In Fletcher and Fletcher,5 the court commented on the extraordinary legal costs incurred by the parties which were considered disproportionate to the matters in issue in the proceedings. O’Brien J reiterated the duty of practitioners to give sufficient consideration in preparing or presenting their case as to how they might best assist the court and to do all they reasonably can to ensure that proceedings are conducted in a timely and cost-efficient way in all litigation.6 Adducing only that evidence which is relevant to matters actually in issue is fundamental to the discharge of those duties.

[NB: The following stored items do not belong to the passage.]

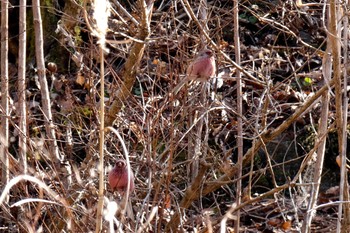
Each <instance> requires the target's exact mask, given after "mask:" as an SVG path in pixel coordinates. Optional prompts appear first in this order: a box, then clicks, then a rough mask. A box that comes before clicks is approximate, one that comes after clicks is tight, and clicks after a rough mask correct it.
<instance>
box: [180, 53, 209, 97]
mask: <svg viewBox="0 0 350 233" xmlns="http://www.w3.org/2000/svg"><path fill="white" fill-rule="evenodd" d="M215 74H216V64H215V58H214V53H213V51H211V50H210V49H203V50H201V51H200V52H199V53H198V54H197V57H196V59H195V60H194V61H193V62H192V63H191V64H190V65H189V66H188V68H187V72H186V77H185V78H184V79H183V80H181V82H180V83H179V84H178V85H176V87H175V88H174V94H175V95H176V94H177V93H178V92H179V91H180V89H181V88H182V86H183V85H184V84H185V83H186V82H187V81H189V80H193V81H199V82H206V81H208V80H209V79H210V78H211V77H213V76H215Z"/></svg>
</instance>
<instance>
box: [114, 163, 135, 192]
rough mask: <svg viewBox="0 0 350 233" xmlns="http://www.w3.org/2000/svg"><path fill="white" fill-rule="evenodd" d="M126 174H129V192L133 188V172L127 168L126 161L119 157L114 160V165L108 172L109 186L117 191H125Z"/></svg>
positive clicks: (125, 189) (133, 186)
mask: <svg viewBox="0 0 350 233" xmlns="http://www.w3.org/2000/svg"><path fill="white" fill-rule="evenodd" d="M128 174H130V180H129V184H130V186H129V192H130V193H131V192H132V191H133V190H134V173H133V172H132V170H131V169H128V166H127V164H126V161H125V160H123V159H119V160H117V161H116V162H115V166H114V167H113V169H112V170H111V171H110V172H109V174H108V182H109V186H110V187H111V188H112V190H113V191H114V190H117V191H118V192H126V189H127V187H128Z"/></svg>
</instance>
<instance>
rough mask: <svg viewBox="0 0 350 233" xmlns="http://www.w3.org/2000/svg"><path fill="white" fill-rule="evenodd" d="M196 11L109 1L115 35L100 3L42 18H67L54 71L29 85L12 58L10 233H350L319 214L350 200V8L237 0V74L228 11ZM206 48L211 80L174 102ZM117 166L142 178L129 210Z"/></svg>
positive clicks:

In this regard, practitioners must deliver legal services competently, diligently and promptly,7 which requires courtesy in disclosure, based partly relevance8, format and also security.

Supreme Court of Queensland Practice Direction No. 18 of 2018 notes that parties must ensure that all steps in relation to the transfer and security of documents are proportionate having regard to:

  1. The nature and complexity of the proceedings;
  2. The amount at stake or the relief sought;
  3. The real issues in dispute;
  4. The stage the proceedings have reached;
  5. The volume of potentially relevant documents;
  6. The ease with which documents may be retrieved or reviewed;
  7. The time and costs associated with the proposed steps; and
  8. The likely outcome or benefits to be derived by taking the proposed steps and the extent to which these are likely to have a significant impact on the outcome of the proceedings.

Practitioners are referred to Supreme Court of Queensland Practice Direction No. 18 of 2018 and the Federal Court of Australia General Practice Note: Technology and the Court for further information.

Footnotes
1 ‘Litigation 101: Discovery – Understanding the process and obligations’, Clayton Utz (Web Page, 9 June 2022) <https://www.claytonutz.com/knowledge/2022/june/litigation-101-discovery-understanding-the-process-and-obligations>.
2 Supreme Court of Australia, Practice Direction No. 18 of 2018: Efficient Conduct of Civil Litigation, 17 August 2018.
3 Queensland Law Society, QLS Guide: Removable data storage best practice for law firms (Reference Guide, March 2019) <https://www.qls.com.au/Practising-law-in-Qld/Resources/Cybersecurity>.
4 Federal Court of Australia, General Practice Note: Technology and the Court (GPN-TECH), 25 October 2016.
5 [2022] FCWA 149, [68]. See also Re Morgan [2023] VSC 133 at [79] where the court considered the overarching obligations imposed on parties and practitioners to use reasonable endeavours to ensure that legal costs and other costs incurred in connection with the civil proceeding are reasonable and proportionate.
6 Fletcher and Fletcher [2022] FCWA 149, [65].
7 Queensland Law Society, Australian Solicitors Conduct Rules 2012 (at 1 June 2012) r 4.
8 Pearson v Denman [2023] QDC 221, [19-21].